Federal Government Calls On IOCs To Boost Investments

The Federal Government has urged International Oil Companies (IOCs) operating in Nigeria to ramp up investments in the country’s oil and gas sector, emphasizing the administration’s investment-friendly policies and incentives designed to foster growth. Senator Heineken Lokpobiri, Minister of State for Petroleum Resources (Oil), made the appeal during the Cross Industry Group (CIG) Meeting in Florence, Italy, organized by IOCs operating in Nigeria.

The discussions focused on overcoming industry challenges, meeting domestic energy demands, and expanding Nigeria’s role in Sub-Saharan Africa’s energy market.

According to a statement by his Special Adviser on Media and Communication, Nneamaka Okafor, Lokpobiri reassured stakeholders that President Bola Tinubu’s administration had created an enabling environment for seamless and profitable operations.

“The government has fulfilled its part by implementing investment-friendly fiscal policies, including the President’s Executive Order to incentivize deepwater investments,” Lokpobiri said. “Now, it is up to the IOCs and other operators to make strategic investment decisions that will boost production and sustain industry growth.”

He further stressed the importance of supporting local refining efforts as more refineries come online, requiring a steady supply of crude oil.
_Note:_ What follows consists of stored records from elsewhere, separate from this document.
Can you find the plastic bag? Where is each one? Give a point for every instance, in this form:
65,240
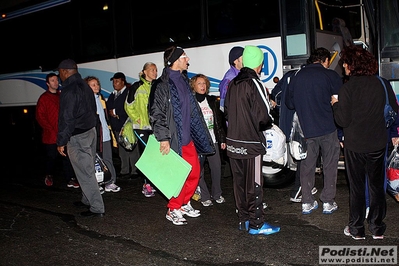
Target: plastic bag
297,142
393,165
127,138
103,174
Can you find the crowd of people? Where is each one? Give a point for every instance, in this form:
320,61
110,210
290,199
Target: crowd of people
80,123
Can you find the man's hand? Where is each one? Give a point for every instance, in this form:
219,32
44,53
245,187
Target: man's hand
61,150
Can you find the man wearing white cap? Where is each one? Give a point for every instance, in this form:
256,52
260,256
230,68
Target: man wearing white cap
178,124
247,111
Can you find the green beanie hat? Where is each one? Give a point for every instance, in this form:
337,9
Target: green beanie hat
252,56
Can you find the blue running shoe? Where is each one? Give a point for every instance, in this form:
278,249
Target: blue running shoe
243,226
266,229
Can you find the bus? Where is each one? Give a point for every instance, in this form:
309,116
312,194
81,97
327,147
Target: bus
108,36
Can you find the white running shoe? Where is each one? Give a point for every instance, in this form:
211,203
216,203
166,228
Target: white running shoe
176,217
189,210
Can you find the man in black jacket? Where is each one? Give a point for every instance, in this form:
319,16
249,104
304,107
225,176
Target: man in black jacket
178,124
247,111
76,132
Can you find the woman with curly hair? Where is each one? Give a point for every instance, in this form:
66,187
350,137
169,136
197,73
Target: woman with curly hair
360,112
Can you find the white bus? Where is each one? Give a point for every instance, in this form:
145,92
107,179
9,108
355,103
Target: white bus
110,36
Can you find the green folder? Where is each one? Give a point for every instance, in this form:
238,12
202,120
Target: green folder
167,172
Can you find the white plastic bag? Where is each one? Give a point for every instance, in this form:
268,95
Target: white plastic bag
297,142
275,145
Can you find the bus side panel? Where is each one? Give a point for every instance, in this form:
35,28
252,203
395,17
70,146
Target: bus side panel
21,89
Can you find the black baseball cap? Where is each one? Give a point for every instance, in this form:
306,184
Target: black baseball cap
67,64
118,75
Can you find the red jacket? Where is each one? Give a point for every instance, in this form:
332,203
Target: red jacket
47,109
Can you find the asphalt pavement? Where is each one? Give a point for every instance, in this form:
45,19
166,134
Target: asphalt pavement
39,225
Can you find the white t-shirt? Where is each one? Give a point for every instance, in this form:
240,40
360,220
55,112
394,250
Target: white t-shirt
208,116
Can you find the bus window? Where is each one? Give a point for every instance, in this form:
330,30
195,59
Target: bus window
96,37
242,18
296,34
350,13
175,23
389,23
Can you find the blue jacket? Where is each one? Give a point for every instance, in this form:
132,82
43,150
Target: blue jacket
228,76
78,110
309,93
280,92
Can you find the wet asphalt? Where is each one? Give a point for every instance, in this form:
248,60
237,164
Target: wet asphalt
39,225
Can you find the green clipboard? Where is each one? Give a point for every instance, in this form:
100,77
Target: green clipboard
167,172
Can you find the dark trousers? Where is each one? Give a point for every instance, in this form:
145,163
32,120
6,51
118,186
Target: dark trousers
329,147
52,155
248,190
360,166
215,167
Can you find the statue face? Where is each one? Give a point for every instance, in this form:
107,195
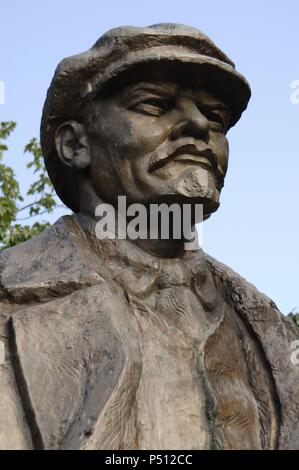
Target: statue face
158,141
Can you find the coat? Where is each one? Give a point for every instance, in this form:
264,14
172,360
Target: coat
72,362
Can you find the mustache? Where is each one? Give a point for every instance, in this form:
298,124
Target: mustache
169,151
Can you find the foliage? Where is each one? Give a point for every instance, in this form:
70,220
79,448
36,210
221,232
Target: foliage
40,194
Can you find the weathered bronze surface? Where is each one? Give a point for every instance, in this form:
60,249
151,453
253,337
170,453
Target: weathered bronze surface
121,344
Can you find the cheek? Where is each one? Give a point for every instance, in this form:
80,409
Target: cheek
219,145
137,135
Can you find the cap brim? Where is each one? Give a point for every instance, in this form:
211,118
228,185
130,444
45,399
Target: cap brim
220,77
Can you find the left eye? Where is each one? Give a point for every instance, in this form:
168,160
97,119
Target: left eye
216,120
152,107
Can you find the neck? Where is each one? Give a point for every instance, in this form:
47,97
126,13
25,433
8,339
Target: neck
162,248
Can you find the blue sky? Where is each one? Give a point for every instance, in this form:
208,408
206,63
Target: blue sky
255,231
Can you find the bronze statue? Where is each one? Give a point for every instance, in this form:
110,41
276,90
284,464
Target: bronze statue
123,344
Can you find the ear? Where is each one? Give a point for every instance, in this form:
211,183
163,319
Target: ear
72,145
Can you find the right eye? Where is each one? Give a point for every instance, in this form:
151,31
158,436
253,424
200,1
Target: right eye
152,107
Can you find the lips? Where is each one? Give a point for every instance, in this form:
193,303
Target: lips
188,152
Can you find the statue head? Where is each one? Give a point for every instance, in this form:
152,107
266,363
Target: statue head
144,113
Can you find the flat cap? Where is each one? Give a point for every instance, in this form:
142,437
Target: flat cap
122,50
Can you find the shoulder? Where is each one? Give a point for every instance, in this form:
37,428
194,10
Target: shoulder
56,262
247,299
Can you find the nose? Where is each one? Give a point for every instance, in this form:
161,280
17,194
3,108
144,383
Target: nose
192,123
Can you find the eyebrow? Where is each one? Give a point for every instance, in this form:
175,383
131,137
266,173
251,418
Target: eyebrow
152,87
217,104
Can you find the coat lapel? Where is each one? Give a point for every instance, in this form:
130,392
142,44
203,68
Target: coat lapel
72,362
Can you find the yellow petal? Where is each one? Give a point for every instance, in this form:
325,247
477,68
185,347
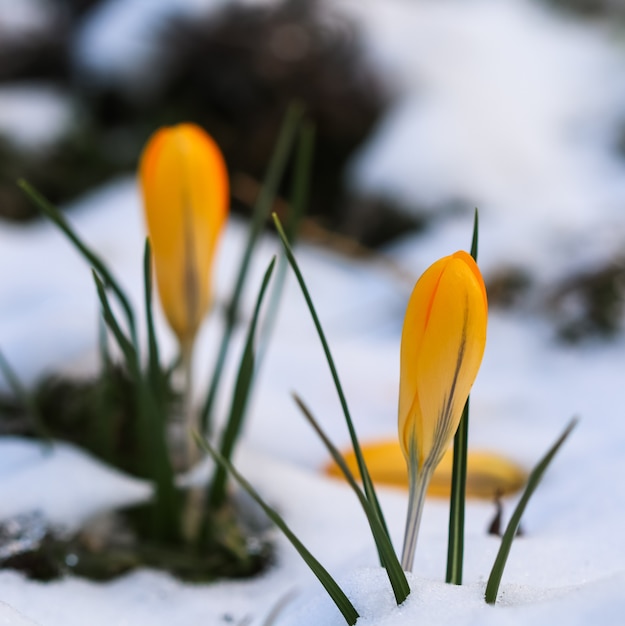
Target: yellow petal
184,184
442,345
488,473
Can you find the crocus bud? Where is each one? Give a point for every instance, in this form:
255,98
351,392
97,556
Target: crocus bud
184,182
442,346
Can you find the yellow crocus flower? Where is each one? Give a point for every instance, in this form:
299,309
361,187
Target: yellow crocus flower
184,182
442,345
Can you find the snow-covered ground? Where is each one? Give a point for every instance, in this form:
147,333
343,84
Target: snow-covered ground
500,104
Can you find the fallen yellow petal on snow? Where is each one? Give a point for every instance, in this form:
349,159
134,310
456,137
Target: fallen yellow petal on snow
488,473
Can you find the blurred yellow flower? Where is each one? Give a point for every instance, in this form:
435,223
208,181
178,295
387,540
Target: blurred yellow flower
442,345
489,474
184,182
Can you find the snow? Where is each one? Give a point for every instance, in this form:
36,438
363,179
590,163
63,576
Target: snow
501,103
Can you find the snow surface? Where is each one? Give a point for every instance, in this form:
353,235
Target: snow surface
550,192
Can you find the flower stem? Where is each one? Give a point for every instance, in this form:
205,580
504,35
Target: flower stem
190,418
418,484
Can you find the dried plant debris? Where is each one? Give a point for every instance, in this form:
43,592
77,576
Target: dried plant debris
236,74
97,414
592,8
590,304
508,287
111,545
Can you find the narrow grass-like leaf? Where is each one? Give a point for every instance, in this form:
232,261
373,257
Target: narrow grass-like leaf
240,396
331,586
391,563
150,432
364,473
26,398
125,344
262,208
492,587
50,211
155,375
297,209
455,545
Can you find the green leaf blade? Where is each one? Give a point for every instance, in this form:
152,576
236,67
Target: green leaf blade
330,585
492,587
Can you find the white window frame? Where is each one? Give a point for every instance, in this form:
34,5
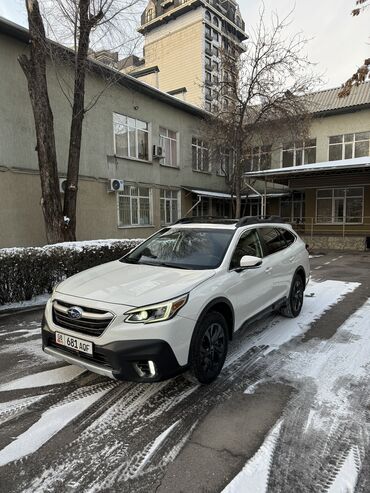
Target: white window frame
172,142
201,148
295,150
256,157
132,199
333,222
170,199
116,116
343,143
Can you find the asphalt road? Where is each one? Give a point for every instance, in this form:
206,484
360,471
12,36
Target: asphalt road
290,412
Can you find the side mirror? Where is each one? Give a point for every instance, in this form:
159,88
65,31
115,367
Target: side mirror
248,261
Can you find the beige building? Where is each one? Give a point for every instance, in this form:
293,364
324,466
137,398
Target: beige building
325,181
183,43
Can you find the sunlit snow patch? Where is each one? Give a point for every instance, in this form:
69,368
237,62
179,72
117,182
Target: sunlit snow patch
253,478
46,427
274,333
42,379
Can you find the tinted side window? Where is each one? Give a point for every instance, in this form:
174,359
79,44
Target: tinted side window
248,244
287,235
272,239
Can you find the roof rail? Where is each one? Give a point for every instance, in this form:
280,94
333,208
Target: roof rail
247,220
206,219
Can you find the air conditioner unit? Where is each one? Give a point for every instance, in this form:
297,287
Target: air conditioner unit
62,185
158,152
115,185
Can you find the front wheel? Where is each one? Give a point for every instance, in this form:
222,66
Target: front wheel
294,304
209,347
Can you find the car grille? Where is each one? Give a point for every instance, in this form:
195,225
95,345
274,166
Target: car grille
92,321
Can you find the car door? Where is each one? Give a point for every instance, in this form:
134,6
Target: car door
248,289
276,260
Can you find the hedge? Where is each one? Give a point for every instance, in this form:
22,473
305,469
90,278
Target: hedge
31,271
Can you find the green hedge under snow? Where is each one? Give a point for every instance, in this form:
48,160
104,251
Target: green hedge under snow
31,271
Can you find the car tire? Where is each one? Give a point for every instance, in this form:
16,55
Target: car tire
294,304
208,348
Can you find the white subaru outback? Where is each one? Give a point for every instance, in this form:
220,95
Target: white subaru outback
174,302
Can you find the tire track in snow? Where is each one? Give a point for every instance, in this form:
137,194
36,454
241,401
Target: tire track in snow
131,416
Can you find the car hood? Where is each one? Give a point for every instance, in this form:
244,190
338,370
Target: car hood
132,284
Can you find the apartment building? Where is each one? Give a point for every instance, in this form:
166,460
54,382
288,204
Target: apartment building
325,181
183,44
151,141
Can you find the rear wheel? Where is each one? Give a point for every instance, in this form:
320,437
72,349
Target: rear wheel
209,347
294,304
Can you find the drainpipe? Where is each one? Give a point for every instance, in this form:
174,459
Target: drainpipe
194,206
261,197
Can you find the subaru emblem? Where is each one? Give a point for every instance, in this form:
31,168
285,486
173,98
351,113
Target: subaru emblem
75,312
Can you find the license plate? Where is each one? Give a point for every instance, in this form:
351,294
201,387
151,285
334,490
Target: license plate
74,343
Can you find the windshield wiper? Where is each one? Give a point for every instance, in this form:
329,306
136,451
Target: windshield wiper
165,264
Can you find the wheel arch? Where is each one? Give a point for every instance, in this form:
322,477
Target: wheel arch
302,273
223,306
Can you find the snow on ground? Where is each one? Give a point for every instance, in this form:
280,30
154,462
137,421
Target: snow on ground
253,478
320,296
51,421
36,301
42,379
334,367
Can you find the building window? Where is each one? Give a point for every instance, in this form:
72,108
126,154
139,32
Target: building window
298,153
226,162
209,50
149,15
200,155
349,146
339,205
202,208
258,158
168,140
208,93
292,208
131,137
134,206
169,206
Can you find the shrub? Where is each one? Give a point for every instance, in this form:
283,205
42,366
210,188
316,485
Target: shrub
31,271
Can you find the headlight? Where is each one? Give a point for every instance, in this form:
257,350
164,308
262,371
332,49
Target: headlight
156,313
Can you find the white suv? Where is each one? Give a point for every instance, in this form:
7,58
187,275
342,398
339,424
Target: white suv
175,301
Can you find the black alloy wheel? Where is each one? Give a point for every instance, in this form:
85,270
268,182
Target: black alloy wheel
209,347
294,304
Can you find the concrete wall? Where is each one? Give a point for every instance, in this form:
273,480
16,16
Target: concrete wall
21,221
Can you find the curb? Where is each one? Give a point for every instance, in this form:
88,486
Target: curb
16,311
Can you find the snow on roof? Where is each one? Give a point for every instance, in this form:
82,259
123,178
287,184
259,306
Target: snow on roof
360,162
223,195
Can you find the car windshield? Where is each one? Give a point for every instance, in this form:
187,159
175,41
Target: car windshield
198,248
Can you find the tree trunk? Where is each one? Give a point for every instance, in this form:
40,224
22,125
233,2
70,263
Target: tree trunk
34,69
78,113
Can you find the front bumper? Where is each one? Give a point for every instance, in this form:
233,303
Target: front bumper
121,360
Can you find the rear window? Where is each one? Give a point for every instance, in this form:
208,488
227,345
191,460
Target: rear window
273,240
287,235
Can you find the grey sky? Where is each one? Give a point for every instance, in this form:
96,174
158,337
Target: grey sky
339,42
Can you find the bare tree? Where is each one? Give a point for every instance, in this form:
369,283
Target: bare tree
259,99
81,21
362,73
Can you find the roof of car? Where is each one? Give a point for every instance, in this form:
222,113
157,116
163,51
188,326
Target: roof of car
225,223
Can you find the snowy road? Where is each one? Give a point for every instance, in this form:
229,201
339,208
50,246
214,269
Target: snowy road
290,412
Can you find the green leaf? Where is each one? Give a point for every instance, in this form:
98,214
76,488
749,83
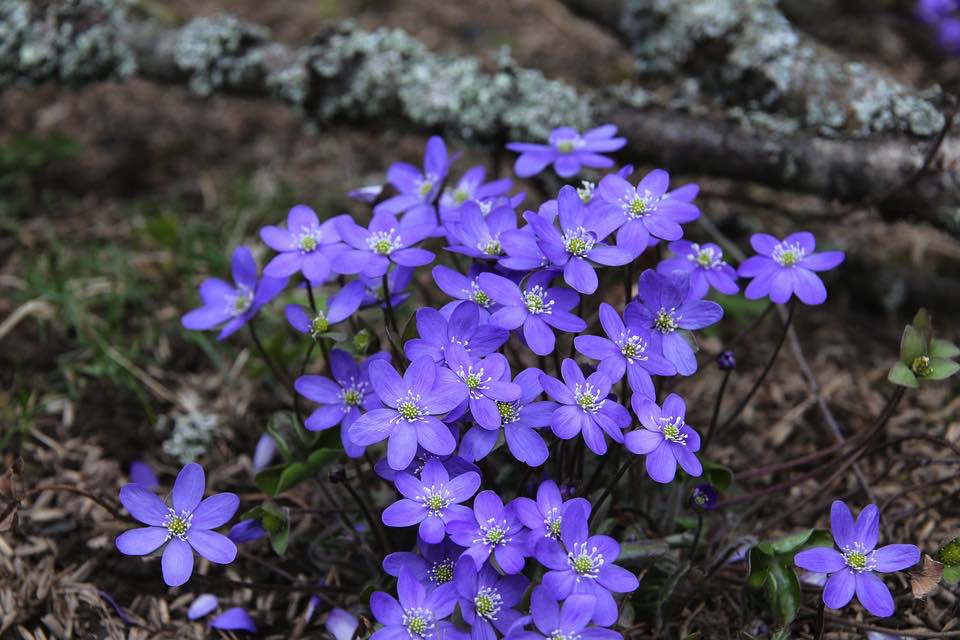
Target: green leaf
901,375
Enhancing production capacity, he noted, is crucial for meeting both domestic and international energy obligations. In alignment with the government’s goal to increase production, Lokpobiri reiterated that authorities would enforce the “drill or drop” provisions of the Petroleum Industry Act (PIA) where necessary.

“We cannot allow assets to remain idle for 20 to 30 years without development. If an asset is left unutilized for decades, it does not benefit its owners or contribute to the national economy,” he said.

To address underutilized assets, he encouraged industry players to explore options such as shared resource development for adjacent fields, farm-out agreements, or releasing dormant assets to operators willing to invest in production.

“If operators fail to develop these assets, the government will reallocate them to those prepared to put them to productive use,” Lokpobiri warned.

He also urged companies to consider farm-out agreements for assets near existing infrastructure instead of incurring high costs on new Floating Production Storage and Offloading (FPSO) units. Osagie Osunbor, Chairman of the Oil Producers Trade Section (OPTS), commended the Federal Government’s direct engagement with industry stakeholders and its commitment to fostering investment.

“We appreciate the government’s dedication to creating a favorable investment climate. The minister’s engagement has provided valuable insights and challenged us to step up efforts to enhance production,” Osunbor stated.

The Federal Government reaffirmed its commitment to ensuring a thriving oil and gas sector and expects operators to match its efforts by making tangible investments that drive industry growth, sustainability, and national energy security.